An exceptionally strong draft class this season, combined with the complicated math around protected picks — which are included in trades but aren’t always conveyed if they land in certain spots — has increased the incentive for teams to do well in the lottery. Even the third or fourth pick this year could net a franchise player. Even before the All-Star break, many teams were sitting their best players in close games, trading for banged up players, or constructing absurd rosters. (The Chicago Bulls have an absurd number of guards.) Now, on any given night, about a third of all NBA teams are trying to lose.

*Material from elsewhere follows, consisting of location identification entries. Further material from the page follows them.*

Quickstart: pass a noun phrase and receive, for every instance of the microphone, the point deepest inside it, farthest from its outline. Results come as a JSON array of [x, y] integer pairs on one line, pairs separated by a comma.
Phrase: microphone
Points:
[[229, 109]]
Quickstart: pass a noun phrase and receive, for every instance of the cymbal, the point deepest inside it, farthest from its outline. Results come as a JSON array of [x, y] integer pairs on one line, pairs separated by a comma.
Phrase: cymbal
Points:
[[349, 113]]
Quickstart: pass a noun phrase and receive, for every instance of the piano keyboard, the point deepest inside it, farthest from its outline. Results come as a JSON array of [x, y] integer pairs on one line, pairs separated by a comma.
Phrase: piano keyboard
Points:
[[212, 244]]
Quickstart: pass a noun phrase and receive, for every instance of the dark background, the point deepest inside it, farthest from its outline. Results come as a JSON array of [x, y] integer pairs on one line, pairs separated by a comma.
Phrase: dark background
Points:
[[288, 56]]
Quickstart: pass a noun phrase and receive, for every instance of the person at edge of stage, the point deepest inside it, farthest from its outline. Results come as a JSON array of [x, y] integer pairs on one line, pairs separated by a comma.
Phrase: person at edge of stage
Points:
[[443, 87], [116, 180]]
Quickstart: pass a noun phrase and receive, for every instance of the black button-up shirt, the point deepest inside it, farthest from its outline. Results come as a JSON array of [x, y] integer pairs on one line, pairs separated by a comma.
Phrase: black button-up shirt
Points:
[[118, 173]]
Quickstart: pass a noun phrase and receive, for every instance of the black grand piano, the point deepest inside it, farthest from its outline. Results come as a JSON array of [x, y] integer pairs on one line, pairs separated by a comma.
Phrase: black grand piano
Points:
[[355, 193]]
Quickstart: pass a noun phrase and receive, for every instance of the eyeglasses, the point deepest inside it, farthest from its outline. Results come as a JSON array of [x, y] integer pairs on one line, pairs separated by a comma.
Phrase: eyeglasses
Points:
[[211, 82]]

Of all the challenges plaguing the NBA this season (a series of serious leg injuries, the arrest of an active NBA head coach during an FBI gambling investigation, the shutdown of regional television stations broadcasting local NBA games, and so on), nothing has seemed to excite the league office as much as the tanking issue. On one level, this makes sense: Professional basketball is an entertainment product, and no one thinks a team like the Wizards is particularly entertaining. There are also problems if the integrity of the game cannot be trusted. For example, NBA Commissioner Adam Silver has publicly stated on several occasions that the league intends to curb the practice of bottom-out, if not eliminate it altogether. In February, he levied six-figure fines on the Utah Jazz and Indiana Pacers for not playing healthy stars, and he talked about “substantial” changes to the draft process. Some of the ideas under consideration have been floating around for some time, but last month a list of proposals was leaked to ESPN. None of the ideas, despite their spin, are that radical, and some of them run counter to each other. There are suggestions to increase the lottery pool and place winning floors for teams to get the best odds. There are double lotteries and protections that would put a safety net under the worst teams. What they all have in common is the prospect of unintended consequences, because they don’t solve the real problem: teams are always rewarded for trying to be bad.